The Settings panel in the Cart Editor controls how the cart drawer looks and behaves around the checkout area. This article walks through each option.

[Screenshot: Cart Editor → Settings panel showing Cart Width slider, Go to cart instead of checkout, and Disable Sticky Checkout Footer]

Cart Width For Desktop

Controls how wide the cart drawer is on desktop screens.

Default: 440px on desktop, 100% on mobile.

Drag the slider to set a custom width. The slider goes up to a wide cart format (around 600px) which gives more breathing room for upsell cards and product images.

Mobile is unaffected by this setting. Mobile always uses 100% screen width regardless of where the slider is set, so this is purely a desktop control.

What to pick:

  • 440px (default) — works for most stores. Tight enough to feel like a side panel, wide enough for a clean cart layout.

  • 500–600px — better if you have lots of cart features enabled (rewards bar + upsells + add-ons + trust badges). More room means less cramped.

  • Below 440px — usually too tight. Product images get small, line items wrap, and upsell cards look squashed.

Go to cart instead of checkout

Controls where the checkout button takes the customer.

  • Off (recommended) — Clicking the checkout button takes customers straight to Shopify's checkout, skipping the standard /cart page entirely. Faster, fewer clicks, higher conversion.

  • On — Clicking the checkout button takes customers to the Shopify cart page first, where they have to click a second time to reach checkout.

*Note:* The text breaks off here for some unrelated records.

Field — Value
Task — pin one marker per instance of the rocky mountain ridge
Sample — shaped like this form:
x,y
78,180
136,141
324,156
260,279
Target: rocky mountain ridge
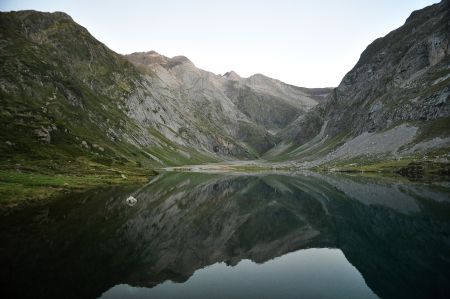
x,y
67,98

When to turn this on: only if your store has a custom-built cart page that does something Shopify checkout can't (custom B2B logic, multi-step quoting, custom integrations). For most stores, leave this off — every extra click between cart and checkout costs conversions.

Disable Sticky Checkout Footer

Note: this setting works in reverse. Leave it unchecked for the recommended behavior.

  • Unchecked (recommended) — The checkout button stays pinned to the bottom of the cart drawer while the cart contents scroll above it. Customers can always see the checkout button, no matter how many items are in their cart.

  • Checked — The checkout footer scrolls along with the rest of the cart contents. On long carts, customers have to scroll all the way down to find the checkout button.

The recommended setup is unchecked. A sticky checkout footer is one of the highest-impact UX choices in the cart drawer — losing it on long carts is one of the most common reasons customers abandon mid-cart.

Show Advance Settings

Click Show Advance Settings to reveal additional options. These are less commonly changed and most stores leave them at default.

Other Settings (further down)

Below the buttons section, the same settings panel includes:

  • Show Applied Discount — display active discount details on the cart.

  • Show total savings of cart — show a "Total savings: $X" line near the totals when discounts are applied.

  • Total Saving Bar Display Type — controls how the savings line is styled.

"Show total savings of cart" is the strongest of these — it makes the dollar amount customers are saving feel tangible at the moment of conversion. Recommended on whenever you run any discount.

Tip

After making any changes here, test the cart on both desktop and mobile in incognito mode. Width changes especially behave differently across screen sizes — what feels right on a 27-inch monitor can feel cramped on a 13-inch laptop.